Dans Mizu, deux artistes et une marionnette de glace entament un pas de trois chorégraphique sur le thème du passage du temps. Elles se produiront de nouveau le 4 octobre aufestival Artonov à Bruxelles et du 19 au 21 octobre, à Marseille, au festival En Rimbanbelle !.
Deux femmes tiennent un brancard recouvert d’une couverture isotherme. Elles posent leurs pieds sur une plateforme posée à la surface de l’eau, étendue située sur le port de plaisance du Mont-Olympe à Charleville-Mézières. Sur la gauche, trois structures longilignes en bois s’élèvent en demi arches.
Des sons aquatiques nous parviennent. Les comédiennes accrochent les fils sur ce qui se trouve en-dessous de la couverture. Au bout d’un moment, l’une des deux femmes tire les ficelles. L’autre enlève avec douceur ce qui recouvre l’inconnu. Une poupée de glace en sort, magnifique de réalisme. Les yeux hagards, un peu inquiets, elle ne semble pas trop savoir ce qu’elle fait là.
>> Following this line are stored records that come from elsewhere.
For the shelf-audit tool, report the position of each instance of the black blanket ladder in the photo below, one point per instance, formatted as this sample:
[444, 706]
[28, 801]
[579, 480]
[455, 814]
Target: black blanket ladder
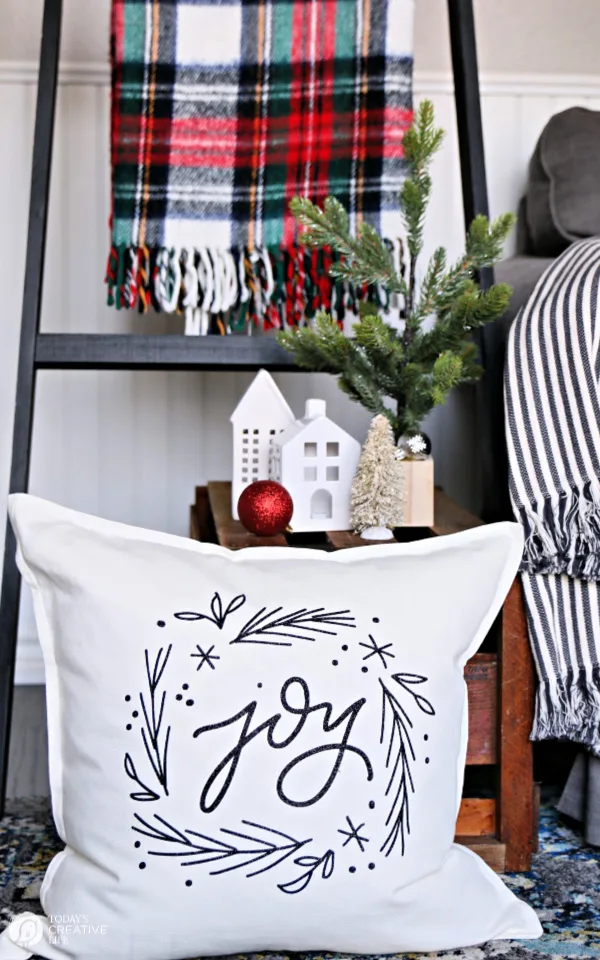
[52, 351]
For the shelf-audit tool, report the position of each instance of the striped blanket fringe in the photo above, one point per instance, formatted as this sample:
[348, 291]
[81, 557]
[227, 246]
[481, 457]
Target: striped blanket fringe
[228, 291]
[553, 435]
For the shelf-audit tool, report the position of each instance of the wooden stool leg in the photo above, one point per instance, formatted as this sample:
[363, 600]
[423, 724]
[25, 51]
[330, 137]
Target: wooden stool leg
[516, 717]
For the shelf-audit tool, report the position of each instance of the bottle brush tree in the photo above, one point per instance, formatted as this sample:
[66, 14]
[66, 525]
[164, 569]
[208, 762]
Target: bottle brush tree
[413, 367]
[378, 487]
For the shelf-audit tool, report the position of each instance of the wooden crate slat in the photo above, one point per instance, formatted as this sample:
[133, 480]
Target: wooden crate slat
[230, 532]
[342, 539]
[476, 817]
[481, 674]
[516, 718]
[194, 524]
[492, 851]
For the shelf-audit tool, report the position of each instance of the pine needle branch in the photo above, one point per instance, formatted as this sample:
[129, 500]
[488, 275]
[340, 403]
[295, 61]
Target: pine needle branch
[415, 368]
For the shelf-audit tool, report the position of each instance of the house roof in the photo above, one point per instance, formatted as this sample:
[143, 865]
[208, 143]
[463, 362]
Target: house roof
[264, 392]
[305, 427]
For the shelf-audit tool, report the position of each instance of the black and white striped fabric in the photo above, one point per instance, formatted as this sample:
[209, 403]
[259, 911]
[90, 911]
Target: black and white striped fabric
[553, 435]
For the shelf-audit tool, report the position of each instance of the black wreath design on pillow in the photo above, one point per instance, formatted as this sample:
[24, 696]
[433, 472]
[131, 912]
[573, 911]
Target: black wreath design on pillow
[257, 847]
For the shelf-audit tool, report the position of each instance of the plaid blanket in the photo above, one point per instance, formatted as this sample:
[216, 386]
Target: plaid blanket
[222, 111]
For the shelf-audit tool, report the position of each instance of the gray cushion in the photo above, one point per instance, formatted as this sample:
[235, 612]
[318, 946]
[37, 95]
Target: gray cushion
[521, 273]
[563, 195]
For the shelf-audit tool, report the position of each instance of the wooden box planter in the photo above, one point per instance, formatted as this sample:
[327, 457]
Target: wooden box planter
[502, 825]
[419, 493]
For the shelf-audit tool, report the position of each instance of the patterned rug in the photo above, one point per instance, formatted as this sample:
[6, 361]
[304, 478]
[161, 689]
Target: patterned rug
[563, 886]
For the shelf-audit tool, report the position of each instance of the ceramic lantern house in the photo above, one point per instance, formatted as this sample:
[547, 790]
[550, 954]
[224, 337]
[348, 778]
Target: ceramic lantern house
[259, 417]
[316, 460]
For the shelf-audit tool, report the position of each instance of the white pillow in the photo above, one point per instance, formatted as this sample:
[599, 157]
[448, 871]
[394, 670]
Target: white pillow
[261, 750]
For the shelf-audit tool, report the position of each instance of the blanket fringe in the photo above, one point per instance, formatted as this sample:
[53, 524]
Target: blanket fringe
[568, 708]
[236, 290]
[562, 534]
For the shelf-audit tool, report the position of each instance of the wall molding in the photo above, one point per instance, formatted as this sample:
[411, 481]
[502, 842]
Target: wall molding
[426, 82]
[29, 666]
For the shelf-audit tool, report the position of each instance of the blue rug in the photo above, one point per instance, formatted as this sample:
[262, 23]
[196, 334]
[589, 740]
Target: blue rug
[563, 886]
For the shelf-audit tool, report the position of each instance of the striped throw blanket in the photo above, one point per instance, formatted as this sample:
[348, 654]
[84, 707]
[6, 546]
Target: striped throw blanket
[553, 432]
[222, 111]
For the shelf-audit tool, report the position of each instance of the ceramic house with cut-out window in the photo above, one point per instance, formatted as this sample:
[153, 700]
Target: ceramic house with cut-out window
[316, 460]
[260, 416]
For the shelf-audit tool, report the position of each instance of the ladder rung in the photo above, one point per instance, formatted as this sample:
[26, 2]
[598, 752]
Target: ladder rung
[101, 351]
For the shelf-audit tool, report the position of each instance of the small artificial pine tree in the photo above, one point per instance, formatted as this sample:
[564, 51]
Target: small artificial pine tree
[413, 367]
[378, 487]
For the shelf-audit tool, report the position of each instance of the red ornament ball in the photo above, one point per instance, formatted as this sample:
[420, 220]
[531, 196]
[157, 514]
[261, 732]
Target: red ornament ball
[265, 508]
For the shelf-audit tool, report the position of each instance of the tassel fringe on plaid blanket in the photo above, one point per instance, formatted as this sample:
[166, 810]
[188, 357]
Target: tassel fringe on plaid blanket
[222, 111]
[553, 433]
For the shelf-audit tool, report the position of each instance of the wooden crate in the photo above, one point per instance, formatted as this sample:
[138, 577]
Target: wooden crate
[501, 828]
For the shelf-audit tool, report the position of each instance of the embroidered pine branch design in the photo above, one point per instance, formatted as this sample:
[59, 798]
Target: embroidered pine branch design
[291, 625]
[218, 615]
[400, 755]
[156, 747]
[257, 846]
Un soupir d’émerveillement parcourt le public, assis sur les marches de ce théâtre en extérieur. Le port du Mont-Olympe porte bien son nom ce jour-là. Privilégié.es, les spectateurices assistent à l’éclosion d’une créature qui paraît irréelle, céleste. Pourtant, le phénomène de fonte des glaciers est documenté scientifiquement, rappelle une voix enregistrée. Tout comme la vie des être de chair et d’os, celle des géants de glace dépend de plusieurs paramètres essentiels et fragiles.
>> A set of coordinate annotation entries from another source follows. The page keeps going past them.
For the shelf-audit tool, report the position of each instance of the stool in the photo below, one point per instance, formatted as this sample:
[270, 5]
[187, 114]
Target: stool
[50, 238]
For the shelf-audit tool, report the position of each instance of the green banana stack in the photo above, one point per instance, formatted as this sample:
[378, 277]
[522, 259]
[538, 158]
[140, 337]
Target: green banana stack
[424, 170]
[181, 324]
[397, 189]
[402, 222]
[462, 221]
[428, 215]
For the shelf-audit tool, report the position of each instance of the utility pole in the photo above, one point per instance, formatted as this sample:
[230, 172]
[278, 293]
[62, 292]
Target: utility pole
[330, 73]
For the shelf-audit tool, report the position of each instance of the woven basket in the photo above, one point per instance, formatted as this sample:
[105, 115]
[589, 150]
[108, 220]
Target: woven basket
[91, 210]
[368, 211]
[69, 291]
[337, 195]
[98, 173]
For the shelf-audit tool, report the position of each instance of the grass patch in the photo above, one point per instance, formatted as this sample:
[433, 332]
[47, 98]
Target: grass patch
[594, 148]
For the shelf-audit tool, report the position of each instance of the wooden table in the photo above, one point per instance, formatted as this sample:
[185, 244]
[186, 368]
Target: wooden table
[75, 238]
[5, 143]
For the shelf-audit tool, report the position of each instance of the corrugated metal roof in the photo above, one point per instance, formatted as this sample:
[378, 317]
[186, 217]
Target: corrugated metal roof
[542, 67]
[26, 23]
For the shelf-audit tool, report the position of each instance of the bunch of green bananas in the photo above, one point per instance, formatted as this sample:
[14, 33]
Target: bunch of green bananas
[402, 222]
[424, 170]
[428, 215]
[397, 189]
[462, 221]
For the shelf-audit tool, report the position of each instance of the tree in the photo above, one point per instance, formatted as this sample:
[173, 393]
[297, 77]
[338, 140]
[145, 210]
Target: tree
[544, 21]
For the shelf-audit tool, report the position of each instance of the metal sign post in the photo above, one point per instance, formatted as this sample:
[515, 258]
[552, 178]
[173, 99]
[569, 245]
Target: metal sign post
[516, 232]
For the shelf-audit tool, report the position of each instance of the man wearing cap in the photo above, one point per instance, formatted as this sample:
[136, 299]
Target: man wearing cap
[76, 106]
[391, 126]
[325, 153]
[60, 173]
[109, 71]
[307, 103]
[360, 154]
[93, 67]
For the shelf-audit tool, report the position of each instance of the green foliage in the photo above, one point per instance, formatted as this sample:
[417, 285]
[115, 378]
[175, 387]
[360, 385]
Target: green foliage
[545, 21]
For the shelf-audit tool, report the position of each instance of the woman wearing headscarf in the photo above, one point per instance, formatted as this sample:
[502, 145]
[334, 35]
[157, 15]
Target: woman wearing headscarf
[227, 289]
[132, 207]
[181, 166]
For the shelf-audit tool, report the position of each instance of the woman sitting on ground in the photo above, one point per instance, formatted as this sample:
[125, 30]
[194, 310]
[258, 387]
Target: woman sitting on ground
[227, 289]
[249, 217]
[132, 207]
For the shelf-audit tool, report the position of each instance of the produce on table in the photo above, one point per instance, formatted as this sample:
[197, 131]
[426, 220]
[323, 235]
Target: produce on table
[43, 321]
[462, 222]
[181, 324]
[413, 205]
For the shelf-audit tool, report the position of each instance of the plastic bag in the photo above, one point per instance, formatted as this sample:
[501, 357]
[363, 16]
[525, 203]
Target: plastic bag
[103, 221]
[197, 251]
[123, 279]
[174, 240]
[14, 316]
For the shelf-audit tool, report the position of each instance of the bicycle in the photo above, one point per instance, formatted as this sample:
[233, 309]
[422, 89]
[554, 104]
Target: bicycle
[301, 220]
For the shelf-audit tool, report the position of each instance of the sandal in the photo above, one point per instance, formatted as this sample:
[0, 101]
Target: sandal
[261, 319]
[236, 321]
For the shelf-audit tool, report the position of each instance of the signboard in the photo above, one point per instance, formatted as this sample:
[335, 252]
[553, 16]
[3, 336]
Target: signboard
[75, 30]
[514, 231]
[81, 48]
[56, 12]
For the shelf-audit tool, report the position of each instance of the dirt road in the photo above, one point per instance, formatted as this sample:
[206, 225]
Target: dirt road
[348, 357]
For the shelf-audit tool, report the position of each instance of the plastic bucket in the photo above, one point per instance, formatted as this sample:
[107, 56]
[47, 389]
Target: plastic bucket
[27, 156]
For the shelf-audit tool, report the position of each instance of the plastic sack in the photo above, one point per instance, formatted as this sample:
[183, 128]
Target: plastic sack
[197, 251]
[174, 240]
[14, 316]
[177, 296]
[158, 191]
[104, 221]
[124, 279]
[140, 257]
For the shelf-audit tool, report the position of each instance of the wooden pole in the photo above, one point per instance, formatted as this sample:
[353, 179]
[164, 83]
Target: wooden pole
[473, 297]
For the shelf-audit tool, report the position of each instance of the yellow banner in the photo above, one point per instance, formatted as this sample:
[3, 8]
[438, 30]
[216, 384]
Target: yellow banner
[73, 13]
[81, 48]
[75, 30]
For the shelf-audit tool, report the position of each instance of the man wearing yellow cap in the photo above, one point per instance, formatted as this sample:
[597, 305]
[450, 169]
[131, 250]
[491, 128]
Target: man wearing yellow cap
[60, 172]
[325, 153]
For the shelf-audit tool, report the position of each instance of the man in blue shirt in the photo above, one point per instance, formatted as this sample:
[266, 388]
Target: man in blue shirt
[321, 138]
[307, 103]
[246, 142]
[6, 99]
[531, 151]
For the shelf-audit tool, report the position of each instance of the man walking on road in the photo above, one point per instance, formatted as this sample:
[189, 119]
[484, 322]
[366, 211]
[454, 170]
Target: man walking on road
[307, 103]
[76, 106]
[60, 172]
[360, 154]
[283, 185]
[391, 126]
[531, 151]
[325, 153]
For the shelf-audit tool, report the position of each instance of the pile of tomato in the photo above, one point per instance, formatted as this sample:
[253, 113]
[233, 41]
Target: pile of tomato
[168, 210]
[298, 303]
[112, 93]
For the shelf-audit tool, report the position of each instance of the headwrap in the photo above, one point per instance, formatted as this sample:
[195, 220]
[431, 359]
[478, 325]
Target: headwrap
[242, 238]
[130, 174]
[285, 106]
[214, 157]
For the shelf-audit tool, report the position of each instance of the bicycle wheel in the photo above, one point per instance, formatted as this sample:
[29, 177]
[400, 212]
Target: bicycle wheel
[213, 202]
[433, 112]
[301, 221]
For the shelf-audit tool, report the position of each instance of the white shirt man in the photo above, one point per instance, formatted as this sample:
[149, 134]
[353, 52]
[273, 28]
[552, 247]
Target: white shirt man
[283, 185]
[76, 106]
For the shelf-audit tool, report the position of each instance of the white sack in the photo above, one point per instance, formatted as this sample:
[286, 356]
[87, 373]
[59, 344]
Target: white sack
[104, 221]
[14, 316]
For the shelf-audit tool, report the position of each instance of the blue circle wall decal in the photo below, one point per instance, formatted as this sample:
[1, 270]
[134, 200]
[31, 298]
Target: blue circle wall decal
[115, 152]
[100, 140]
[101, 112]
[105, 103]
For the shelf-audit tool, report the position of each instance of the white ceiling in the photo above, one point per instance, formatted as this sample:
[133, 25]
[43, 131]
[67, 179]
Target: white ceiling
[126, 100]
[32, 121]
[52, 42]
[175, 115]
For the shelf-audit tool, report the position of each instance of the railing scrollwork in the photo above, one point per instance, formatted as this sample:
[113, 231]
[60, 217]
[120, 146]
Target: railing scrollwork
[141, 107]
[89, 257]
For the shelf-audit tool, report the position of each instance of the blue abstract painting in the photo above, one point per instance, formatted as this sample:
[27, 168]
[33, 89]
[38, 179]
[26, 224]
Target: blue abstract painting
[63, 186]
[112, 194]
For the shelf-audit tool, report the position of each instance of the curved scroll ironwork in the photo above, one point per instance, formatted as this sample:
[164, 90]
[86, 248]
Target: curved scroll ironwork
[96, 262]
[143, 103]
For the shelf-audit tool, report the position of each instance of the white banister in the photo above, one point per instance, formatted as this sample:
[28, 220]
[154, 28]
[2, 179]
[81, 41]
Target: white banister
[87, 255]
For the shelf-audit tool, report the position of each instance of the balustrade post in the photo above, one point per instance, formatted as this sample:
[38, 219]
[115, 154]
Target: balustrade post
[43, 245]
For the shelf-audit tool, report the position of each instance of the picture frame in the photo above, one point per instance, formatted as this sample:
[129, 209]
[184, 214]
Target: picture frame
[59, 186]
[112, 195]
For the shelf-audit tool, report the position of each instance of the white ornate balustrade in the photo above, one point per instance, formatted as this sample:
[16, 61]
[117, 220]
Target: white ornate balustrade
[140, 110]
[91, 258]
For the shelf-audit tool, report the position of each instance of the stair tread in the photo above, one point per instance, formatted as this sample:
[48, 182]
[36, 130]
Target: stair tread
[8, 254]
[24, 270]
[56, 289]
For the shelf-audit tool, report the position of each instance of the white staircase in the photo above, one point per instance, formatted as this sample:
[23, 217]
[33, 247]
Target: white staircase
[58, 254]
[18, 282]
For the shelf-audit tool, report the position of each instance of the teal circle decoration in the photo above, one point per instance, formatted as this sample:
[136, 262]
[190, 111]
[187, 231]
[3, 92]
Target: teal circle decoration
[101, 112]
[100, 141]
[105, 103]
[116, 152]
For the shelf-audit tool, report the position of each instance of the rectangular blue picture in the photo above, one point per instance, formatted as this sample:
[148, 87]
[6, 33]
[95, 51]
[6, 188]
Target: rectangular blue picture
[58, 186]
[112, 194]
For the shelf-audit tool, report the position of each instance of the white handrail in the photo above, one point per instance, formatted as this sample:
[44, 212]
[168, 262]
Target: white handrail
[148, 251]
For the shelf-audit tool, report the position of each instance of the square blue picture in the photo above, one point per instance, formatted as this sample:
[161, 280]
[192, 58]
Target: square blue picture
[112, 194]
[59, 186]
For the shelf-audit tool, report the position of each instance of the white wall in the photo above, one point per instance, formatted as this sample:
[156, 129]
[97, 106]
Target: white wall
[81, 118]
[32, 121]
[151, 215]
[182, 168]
Tout changement d’environnement peut être fatal à de tels organismes. Dans Mizu, la danseuse-acrobate Satchie Noro et Élise Vigneron, conceptrice de la marionnette, mettent en scène la fragilité de l’existence. Combien de temps avant que ce corps glacé ne fonde ? Quelle partie de son corps va partir en premier ? Ses questions pèsent sur le spectateur, brusquement mis face à l’inévitable disparition de tout corps vivant.
On s’identifie aisément à cette créature qui semble prise d’un pulsion de vie. La marionnettiste Sarah Lascar met subtilement en mouvement cet être qu’un rien peut abîmer. Comme un miroir, les mouvements de Satchie Noro sont synchronisés avec ceux de la marionnette. L’artiste la fait valser, parfois plus violemment, accélérant la fonte et la cassure. Les bras de la marionnette s’élancent joyeusement, mais elle perd son pied gauche en chemin.
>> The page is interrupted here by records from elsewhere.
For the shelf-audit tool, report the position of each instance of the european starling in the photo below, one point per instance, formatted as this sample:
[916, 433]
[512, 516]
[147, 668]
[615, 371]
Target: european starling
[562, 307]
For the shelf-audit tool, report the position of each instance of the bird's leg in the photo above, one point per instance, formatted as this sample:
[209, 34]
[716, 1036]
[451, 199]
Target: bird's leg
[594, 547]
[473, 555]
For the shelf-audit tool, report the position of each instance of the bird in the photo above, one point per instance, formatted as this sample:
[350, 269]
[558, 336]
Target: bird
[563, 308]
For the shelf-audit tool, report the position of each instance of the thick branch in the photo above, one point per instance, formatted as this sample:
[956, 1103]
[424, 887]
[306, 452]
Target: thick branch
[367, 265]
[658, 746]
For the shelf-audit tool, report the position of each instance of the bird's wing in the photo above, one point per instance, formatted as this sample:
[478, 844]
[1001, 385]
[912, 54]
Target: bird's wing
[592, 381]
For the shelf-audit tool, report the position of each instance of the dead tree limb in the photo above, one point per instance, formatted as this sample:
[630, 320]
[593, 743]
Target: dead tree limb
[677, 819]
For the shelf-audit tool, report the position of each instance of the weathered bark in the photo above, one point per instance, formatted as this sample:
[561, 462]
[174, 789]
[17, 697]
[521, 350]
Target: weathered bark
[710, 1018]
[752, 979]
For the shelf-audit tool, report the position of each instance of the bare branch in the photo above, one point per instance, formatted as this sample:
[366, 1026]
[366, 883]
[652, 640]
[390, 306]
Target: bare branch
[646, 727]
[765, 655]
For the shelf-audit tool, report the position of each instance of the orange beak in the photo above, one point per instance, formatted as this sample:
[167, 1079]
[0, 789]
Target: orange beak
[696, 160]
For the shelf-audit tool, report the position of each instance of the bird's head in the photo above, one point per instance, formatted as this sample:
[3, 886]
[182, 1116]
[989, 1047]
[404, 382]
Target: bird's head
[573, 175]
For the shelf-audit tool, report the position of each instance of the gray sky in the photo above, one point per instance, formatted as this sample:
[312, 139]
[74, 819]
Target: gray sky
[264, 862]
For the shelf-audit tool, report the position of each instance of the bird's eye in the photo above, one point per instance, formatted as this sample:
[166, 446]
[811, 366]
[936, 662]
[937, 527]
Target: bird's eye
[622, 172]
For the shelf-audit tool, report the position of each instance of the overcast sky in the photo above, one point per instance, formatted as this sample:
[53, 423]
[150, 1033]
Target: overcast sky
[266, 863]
Le plateau s’enfonce peu à peu dans l’eau. Gestes plus calmes succèdent aux grands élans de vitalité de la marionnette. Satchie Noro s’agrippe à la structure pour faire un câlin à sa compagne d’un temps.
Le public retient son souffle. Vie et mort se jouent dans ces 40 minutes d’un spectacle philosophique et poétique entre douceur et dernier élan de force. Dans ce théâtre à ciel ouvert, tout est suspendu, un rien peut faire éclater la tranquillité du lieu et de l’instant. Avec une technique exigeante et un sens du temps d’arrêt, les trois artistes composent avec Mizu une métaphore puissante de l’imprévisibilité et de la fugacité de la vie.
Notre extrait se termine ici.